Solar System exploration isn't what it used to be. In the old days, various government agencies did all the space exploring. The 12 people who walked on the moon relied on government-run transportation.
Now we're in the era of New Space, and entrepreneurs want to race ahead to the moon and Mars on private spacecraft. Elon Musk wants to build cities on Mars.
NASA, meanwhile, has its own aspirations for human missions to Mars, first to orbit the Red Planet and later to land, beginning in the 2030s.
NASA also is slowly putting together a robotic sample-return project, which will begin when the next rover to reach Mars scoops up samples of the Martian surface to be launched back to Earth sometime in the future.
All this raises the sticky issue of "planetary protection".
To adhere to the principle of planetary protection, any spacecraft going to Mars, or to any other destination where conditions for life might exist, should not contaminate that environment with our terrestrial microbes.
The reverse is also true: Don't unwittingly bring back alien microbes to Earth.
A report released Monday by the National Academies of Sciences, Engineering and Medicine is urging NASA to improve its planetary protection process in light of the new players in space exploration and the prospect of major missions to Mars and the moons of the outer solar system.
"This process needs to begin now," said Joseph Alexander, a space consultant who chaired the committee that wrote the report.
"If people go to Mars in 2030s, it's not too early now to be prepared."
The advocates for human missions to Mars have sometimes viewed planetary protection as a hindrance.
But it's also the law: The Outer Space Treaty of 1967, an international agreement, states that signatories will do their exploration of other worlds in a manner "to avoid their harmful contamination, and also adverse changes in the environment of the Earth resulting from the introduction of extraterrestrial matter."
Alexander said no government agency in the United States has the authority to regulate the actions of private companies putting hardware on other worlds. The Federal Aviation Administration regulates launches and landings but not the payloads.
Entrepreneurs will embrace a clear regulatory regime, said Norine Noonan, a professor of biological sciences at the University of South Florida at St. Petersburg, who was on the National Academies committee.
"What does the regulated community want? They want certainty. They want predictability. They want to be told this is what you have to do," she said.
In terms of planetary protection, she said, "NASA really does not have a plan, right now, for human missions to Mars. . . . Once you start sending humans to other worlds, the game changes. Because you have to bring people back. Humans are spewing fountains of viruses and bacteria. We have more bacteria on the surface of our body than cells in our body."

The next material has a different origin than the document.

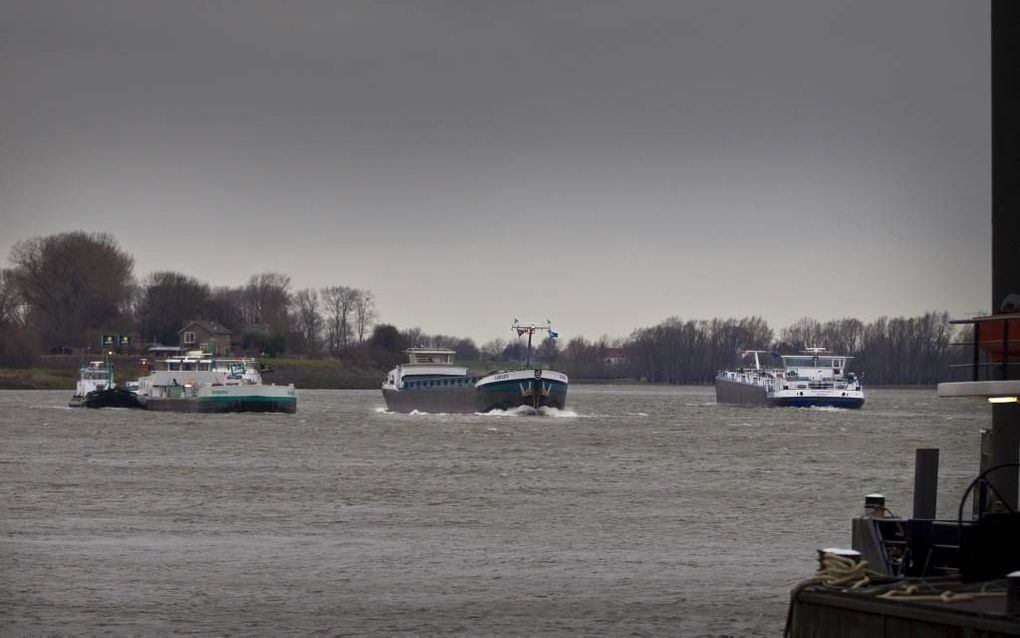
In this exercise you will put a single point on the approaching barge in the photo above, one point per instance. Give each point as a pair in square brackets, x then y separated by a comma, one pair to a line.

No one knows if there is life on Mars. It's not obviously an abode of life, but life is amazingly adaptable, and there could be Martian organisms lurking in aquifers.

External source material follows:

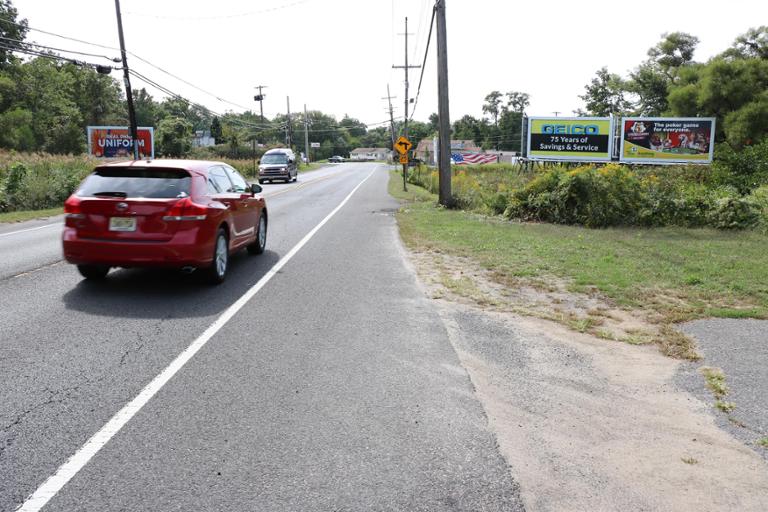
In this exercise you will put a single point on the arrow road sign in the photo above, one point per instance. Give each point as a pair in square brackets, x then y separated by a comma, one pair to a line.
[403, 145]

One good reason to enforce planetary protection rules is for scientific credibility. NASA does not want the search for life on Mars to be fouled up by stowaway microbes from Earth.
"Earth organisms could completely sully what's there and compromise the science," said Gary Ruvkun, a professor of genetics at Harvard Medical School and a member of the National Academies committee.
That said, he thinks the planetary protection policies have been too restrictive.
For example, fear of contaminating a location of biological interest on Mars or a moon in the outer planets could inhibit where a spacecraft could land or where a rover could explore.
"It inhibits the ability to explore. It naively thinks that if you have some bacteria on a spacecraft, they're just going to grow like crazy and mess up the next planet over," he said.
"I find it kind of laughable. It's kind of a '50s ideology."
He also thinks it's extraordinarily unlikely that a Martian organism brought to Earth would wreak havoc.
"The chances of some organism that's evolved to love Mars to suddenly say, 'Gosh, I'm going to kill off kangaroos' - it ain't gonna happen," he said.
"The pathogenesis is a highly evolved trait. There's been a billion years of evolution that makes a pathogen a pathogen."